Solving our special case
In our special case of interest, we have $p_i=\frac{1}{i}$ and $q_i=\frac{i-1}{i}$. Substituting into our formula, we obtain:
\begin{align*}
a_m &= 1-\frac{\sum_{k=2}^m \prod_{i=2}^{k-1} \frac{1}{i-1}}{\sum_{k=2}^n \prod_{i=2}^{k-1} \frac{1}{i-1}}
= 1-\frac{\sum_{k=2}^m \frac{1}{(k-2)!}}{\sum_{k=2}^n \frac{1}{(k-2)!}}
= 1-\frac{\sum_{k=0}^{m-2} \frac{1}{k!}}{\sum_{k=0}^{n-2} \frac{1}{k!}}
\end{align*}We can also write this as a single fraction:
\[
a_m = \frac{\frac{1}{(m-1)!} + \cdots + \frac{1}{(n-2)!}}{\frac{1}{0!}+\frac{1}{1!}+\frac{1}{2!}+\cdots+\frac{1}{(n-2)!}}\qquad\text{for }m=1,2,\dots,n
\]
Example 1: If we have $n=4$ pads and we start on pad $m=2$, then the probability we eventually end up on pad 1 is given by:
\[
a_2 = \frac{\frac{1}{1!}+\frac{1}{2!}}{\frac{1}{0!}+\frac{1}{1!}+\frac{1}{2!}}
=\frac{3}{5} = 60\%.
\]
Example 2: If we have $n=\infty$, we recognize the sum in the denominator as the infinite series representation for Euler’s constant $e$, and the sum in the numerator is one less. Therefore,
\[
a_2 = \frac{\frac{1}{1!}+\frac{1}{2!}+\cdots}{\frac{1}{0!}+\frac{1}{1!}+\frac{1}{2!}+\cdots}
=\frac{e-1}{e} \approx 63.212\%.
\]
If instead of starting on pad 2 we start on a larger-numbered pad, the numerator will continue to lose terms in its sum and gradually degrade to zero the farther we start.

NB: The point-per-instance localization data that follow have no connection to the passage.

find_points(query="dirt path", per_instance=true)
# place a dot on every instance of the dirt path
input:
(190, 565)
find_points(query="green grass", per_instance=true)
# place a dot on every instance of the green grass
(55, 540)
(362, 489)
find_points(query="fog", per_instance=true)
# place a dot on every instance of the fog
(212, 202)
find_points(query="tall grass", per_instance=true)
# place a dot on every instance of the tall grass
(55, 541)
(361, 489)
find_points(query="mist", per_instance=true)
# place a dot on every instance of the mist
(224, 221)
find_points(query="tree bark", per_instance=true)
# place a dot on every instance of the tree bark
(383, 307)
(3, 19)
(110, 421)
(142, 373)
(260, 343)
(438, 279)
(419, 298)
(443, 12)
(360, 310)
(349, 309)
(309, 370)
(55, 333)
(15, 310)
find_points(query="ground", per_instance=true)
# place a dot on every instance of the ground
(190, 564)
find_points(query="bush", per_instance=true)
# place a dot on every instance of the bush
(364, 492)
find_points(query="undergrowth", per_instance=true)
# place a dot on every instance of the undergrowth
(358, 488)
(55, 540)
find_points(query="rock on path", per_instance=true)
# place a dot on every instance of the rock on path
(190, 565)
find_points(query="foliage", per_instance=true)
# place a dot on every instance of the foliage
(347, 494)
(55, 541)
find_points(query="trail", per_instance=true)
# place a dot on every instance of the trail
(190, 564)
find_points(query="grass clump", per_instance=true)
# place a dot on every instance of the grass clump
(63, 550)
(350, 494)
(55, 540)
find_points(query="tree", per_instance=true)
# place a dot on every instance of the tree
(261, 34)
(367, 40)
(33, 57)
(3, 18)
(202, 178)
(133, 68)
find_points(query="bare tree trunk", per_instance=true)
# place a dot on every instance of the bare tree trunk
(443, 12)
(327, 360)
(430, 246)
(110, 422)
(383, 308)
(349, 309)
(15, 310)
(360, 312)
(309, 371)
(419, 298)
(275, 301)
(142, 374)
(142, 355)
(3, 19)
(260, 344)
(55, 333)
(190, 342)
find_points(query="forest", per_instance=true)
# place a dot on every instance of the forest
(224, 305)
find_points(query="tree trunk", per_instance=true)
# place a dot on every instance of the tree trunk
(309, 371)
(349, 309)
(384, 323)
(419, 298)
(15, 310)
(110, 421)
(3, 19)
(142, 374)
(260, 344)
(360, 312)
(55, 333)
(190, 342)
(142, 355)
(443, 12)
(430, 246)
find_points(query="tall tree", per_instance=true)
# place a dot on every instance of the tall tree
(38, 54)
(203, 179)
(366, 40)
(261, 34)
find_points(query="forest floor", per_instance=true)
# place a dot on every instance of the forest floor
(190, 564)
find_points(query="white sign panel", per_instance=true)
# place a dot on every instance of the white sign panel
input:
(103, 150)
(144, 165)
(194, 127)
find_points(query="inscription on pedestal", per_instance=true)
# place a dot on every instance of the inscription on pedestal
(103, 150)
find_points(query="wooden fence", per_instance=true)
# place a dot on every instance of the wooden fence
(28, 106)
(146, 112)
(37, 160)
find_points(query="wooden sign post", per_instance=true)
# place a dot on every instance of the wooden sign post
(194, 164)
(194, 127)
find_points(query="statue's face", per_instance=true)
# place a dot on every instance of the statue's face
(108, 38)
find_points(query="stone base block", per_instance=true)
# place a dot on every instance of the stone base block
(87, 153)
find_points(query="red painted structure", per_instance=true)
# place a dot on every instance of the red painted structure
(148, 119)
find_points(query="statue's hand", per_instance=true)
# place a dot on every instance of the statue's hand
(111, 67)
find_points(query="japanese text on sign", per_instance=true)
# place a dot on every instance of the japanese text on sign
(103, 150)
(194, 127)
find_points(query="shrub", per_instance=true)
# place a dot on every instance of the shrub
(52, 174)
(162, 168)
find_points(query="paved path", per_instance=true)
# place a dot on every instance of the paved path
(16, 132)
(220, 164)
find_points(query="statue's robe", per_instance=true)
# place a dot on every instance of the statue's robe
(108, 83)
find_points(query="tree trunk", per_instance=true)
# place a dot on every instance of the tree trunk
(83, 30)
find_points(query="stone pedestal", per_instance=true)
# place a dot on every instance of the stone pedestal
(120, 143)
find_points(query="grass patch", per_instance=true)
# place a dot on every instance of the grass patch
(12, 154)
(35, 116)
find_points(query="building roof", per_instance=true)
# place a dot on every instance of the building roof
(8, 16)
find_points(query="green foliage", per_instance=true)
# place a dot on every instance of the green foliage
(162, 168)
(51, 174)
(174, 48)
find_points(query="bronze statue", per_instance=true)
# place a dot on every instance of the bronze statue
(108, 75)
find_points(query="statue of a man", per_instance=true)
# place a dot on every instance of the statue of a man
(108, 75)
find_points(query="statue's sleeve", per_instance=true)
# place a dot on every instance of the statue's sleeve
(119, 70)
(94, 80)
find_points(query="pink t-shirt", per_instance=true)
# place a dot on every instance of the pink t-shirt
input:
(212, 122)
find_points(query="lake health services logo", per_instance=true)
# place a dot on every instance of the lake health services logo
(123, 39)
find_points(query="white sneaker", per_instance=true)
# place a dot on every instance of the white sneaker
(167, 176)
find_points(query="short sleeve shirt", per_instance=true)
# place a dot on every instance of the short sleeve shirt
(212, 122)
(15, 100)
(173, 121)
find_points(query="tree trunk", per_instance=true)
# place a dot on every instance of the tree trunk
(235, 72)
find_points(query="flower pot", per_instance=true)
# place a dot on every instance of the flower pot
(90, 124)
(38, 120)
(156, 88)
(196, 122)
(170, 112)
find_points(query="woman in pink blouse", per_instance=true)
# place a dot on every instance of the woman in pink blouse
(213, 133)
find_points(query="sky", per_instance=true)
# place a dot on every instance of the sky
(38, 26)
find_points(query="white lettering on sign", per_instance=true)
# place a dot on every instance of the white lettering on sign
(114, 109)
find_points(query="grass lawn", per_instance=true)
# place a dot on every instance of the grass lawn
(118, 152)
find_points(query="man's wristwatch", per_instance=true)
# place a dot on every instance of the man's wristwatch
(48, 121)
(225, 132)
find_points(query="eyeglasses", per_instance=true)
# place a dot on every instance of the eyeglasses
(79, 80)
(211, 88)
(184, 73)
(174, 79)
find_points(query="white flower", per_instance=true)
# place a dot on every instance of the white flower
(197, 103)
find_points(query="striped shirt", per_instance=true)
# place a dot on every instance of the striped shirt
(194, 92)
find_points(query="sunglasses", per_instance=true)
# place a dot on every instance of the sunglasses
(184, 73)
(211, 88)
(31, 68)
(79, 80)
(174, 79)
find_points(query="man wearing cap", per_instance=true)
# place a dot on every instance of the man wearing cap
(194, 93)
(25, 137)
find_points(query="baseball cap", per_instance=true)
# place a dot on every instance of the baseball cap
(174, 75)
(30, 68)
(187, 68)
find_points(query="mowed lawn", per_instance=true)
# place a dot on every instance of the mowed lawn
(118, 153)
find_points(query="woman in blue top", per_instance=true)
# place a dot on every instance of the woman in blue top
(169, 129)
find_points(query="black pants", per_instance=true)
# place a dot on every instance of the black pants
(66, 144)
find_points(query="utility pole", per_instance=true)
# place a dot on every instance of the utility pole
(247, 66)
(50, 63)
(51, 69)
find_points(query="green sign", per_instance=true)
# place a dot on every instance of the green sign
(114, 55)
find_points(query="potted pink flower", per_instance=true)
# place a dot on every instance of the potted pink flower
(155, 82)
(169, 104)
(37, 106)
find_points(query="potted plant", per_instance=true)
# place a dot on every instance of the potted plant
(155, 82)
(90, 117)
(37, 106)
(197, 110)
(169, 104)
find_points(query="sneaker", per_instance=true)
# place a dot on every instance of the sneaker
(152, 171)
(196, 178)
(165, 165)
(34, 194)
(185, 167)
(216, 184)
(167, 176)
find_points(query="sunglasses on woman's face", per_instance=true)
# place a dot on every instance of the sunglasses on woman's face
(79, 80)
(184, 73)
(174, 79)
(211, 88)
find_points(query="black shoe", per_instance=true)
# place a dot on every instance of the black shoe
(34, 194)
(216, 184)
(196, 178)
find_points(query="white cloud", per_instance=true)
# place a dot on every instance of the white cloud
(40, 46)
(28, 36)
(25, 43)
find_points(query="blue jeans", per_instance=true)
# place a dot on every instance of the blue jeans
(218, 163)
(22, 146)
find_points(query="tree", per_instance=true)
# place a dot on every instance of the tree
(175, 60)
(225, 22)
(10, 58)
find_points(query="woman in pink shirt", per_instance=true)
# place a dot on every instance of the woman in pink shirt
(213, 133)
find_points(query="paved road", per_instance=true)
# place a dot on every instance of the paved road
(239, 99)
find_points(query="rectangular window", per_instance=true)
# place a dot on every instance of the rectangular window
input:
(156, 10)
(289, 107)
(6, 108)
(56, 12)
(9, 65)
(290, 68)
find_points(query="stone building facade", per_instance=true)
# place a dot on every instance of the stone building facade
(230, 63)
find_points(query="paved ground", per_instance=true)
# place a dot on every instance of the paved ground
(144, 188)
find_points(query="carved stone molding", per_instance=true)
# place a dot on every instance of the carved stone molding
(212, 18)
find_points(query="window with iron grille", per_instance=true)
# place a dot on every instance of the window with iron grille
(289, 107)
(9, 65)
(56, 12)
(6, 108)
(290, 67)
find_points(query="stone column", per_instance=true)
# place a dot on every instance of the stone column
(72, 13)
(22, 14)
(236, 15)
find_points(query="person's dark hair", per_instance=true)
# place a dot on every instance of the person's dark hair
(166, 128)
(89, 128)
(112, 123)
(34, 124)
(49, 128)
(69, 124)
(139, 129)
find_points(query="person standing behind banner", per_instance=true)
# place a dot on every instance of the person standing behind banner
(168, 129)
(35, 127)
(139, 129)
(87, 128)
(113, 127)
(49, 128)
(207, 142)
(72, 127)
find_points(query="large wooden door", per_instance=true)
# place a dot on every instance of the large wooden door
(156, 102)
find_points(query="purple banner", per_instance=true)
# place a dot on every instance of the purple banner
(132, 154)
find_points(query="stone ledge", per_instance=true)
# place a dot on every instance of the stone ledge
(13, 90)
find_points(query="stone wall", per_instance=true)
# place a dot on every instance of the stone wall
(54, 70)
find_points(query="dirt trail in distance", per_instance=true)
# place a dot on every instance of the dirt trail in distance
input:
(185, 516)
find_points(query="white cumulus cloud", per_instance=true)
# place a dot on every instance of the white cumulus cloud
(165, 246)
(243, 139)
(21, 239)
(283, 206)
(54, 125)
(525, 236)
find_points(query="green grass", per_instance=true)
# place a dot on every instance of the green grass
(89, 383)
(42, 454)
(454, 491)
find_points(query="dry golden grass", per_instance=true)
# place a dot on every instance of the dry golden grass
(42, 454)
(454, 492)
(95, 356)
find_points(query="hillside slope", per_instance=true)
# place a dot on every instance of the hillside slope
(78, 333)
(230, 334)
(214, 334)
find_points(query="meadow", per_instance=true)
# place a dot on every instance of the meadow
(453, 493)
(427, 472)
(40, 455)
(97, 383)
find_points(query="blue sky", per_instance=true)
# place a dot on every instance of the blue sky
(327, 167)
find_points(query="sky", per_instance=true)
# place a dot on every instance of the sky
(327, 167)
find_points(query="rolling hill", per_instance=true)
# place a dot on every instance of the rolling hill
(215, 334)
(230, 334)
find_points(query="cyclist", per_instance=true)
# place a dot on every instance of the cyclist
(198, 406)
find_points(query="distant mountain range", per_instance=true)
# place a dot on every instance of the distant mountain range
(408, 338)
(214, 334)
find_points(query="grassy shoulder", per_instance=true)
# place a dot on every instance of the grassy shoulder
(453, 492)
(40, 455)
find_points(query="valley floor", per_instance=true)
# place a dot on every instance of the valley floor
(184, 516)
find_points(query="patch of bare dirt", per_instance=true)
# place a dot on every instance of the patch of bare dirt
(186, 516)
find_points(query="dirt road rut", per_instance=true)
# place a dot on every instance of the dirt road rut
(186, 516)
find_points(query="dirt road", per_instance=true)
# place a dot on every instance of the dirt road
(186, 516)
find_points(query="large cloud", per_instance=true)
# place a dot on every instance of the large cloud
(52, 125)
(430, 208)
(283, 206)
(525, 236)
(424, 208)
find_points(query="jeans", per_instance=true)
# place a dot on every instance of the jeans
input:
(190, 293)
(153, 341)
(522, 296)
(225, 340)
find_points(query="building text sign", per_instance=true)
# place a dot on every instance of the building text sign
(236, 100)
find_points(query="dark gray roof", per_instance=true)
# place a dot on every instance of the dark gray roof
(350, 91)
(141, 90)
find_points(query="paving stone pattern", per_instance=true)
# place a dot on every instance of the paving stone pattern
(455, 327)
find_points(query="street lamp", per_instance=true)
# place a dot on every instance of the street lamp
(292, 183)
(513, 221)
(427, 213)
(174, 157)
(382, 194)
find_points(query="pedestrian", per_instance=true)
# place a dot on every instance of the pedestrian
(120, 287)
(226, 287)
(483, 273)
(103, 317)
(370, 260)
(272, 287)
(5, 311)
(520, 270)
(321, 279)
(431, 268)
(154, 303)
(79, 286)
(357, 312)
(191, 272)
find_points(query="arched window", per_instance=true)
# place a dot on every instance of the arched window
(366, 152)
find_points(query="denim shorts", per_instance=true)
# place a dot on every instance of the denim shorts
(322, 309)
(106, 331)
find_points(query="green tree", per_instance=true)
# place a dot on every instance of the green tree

Beautiful analysis! I got as far as the recursion relation, but not to your elegant solution of it.
I am confused, though, by your comment on the Markov chain. It seems to me that your analysis is completely equivalent to finding the stationary distribution. Your a_k’s are the components of the right-eigenvector with eigenvalue 1 of the Markov transition matrix (there are two of these right-eigenvectors, your two ‘fundamental solutions’). The corresponding left-eigenvectors span the possible stationary distributions, and inner products with the initial state determine the correct one. No matrix inversion is needed. Of course the final result is the same as yours.